A man filming his diving expedition in Northland caught more than crayfish when he came face to face with a pod of orcas.
Aucklander Mike Coughlan was filming a diving trip off Matai Bay on the Karikari Peninsula before Christmas with a friend, and as he resurfaced found himself up close and personal with an 8m orca and her 1.5m calf.
"I was coming back to the boat after diving for crays and was behind the boat when the mother and calf came towards me," he told the Herald.
The whale dwarfed the 5.6m speedboat he was diving from, he said.
"I think they were curious. I didn't really have time to be scared or intimidated, they were just suddenly there."
Mr Coughlan quickly jumped back on to the boat.
"The mother and calf came right up, about half a metre, to the boat ... I had my GoPro [camera] on a stick so I dropped it into the water and filmed them coming over."
He counted six whales in the pod, and said they swam from where the boat was, about 300m from shore, into Matai Bay.
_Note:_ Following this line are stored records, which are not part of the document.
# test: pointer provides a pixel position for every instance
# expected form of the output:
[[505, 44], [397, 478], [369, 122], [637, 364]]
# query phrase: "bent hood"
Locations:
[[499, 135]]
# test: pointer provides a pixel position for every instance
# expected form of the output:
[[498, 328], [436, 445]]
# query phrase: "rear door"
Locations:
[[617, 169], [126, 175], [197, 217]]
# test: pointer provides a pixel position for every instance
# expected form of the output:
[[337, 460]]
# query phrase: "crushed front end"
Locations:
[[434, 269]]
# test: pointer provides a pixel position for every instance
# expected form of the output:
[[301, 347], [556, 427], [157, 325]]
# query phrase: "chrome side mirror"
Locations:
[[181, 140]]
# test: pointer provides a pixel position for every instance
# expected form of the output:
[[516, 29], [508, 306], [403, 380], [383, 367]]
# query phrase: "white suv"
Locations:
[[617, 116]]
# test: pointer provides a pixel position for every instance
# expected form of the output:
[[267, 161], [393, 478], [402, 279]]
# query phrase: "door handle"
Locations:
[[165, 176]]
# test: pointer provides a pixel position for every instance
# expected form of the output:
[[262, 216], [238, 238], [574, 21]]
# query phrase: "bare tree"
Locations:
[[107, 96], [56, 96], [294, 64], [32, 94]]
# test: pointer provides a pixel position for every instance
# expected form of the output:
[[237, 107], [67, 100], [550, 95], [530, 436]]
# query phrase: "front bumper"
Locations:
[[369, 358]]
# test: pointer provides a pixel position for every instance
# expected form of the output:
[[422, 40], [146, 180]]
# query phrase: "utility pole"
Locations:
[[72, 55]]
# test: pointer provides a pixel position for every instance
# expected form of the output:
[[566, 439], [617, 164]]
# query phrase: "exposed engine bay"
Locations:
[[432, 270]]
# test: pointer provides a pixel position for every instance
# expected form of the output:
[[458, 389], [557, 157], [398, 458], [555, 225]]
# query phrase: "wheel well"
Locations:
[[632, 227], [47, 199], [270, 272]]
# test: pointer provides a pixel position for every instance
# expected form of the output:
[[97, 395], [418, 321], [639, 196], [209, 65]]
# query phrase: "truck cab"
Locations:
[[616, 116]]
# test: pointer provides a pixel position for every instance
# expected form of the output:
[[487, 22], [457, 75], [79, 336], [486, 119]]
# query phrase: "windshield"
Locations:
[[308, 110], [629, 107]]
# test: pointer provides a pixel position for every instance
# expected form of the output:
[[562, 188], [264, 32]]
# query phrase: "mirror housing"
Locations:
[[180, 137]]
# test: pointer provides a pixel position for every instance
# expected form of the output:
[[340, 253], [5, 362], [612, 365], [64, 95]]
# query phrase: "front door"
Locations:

"They were I would say maybe 15m from shore when they were in the bay, that's how close they were.
"They were thrashing around in the shallows.
"We saw them push an eagle ray up on to a rock, it went up out of the water and as it fell back down into the water they were eating it."
Crowds of campers gathered on the beach to watch the display, he said.
Mr Coughlan was staying with his partner Ani and their daughters Jessica, 5, and Shelley, 3, at the Matai Bay campsite over Christmas.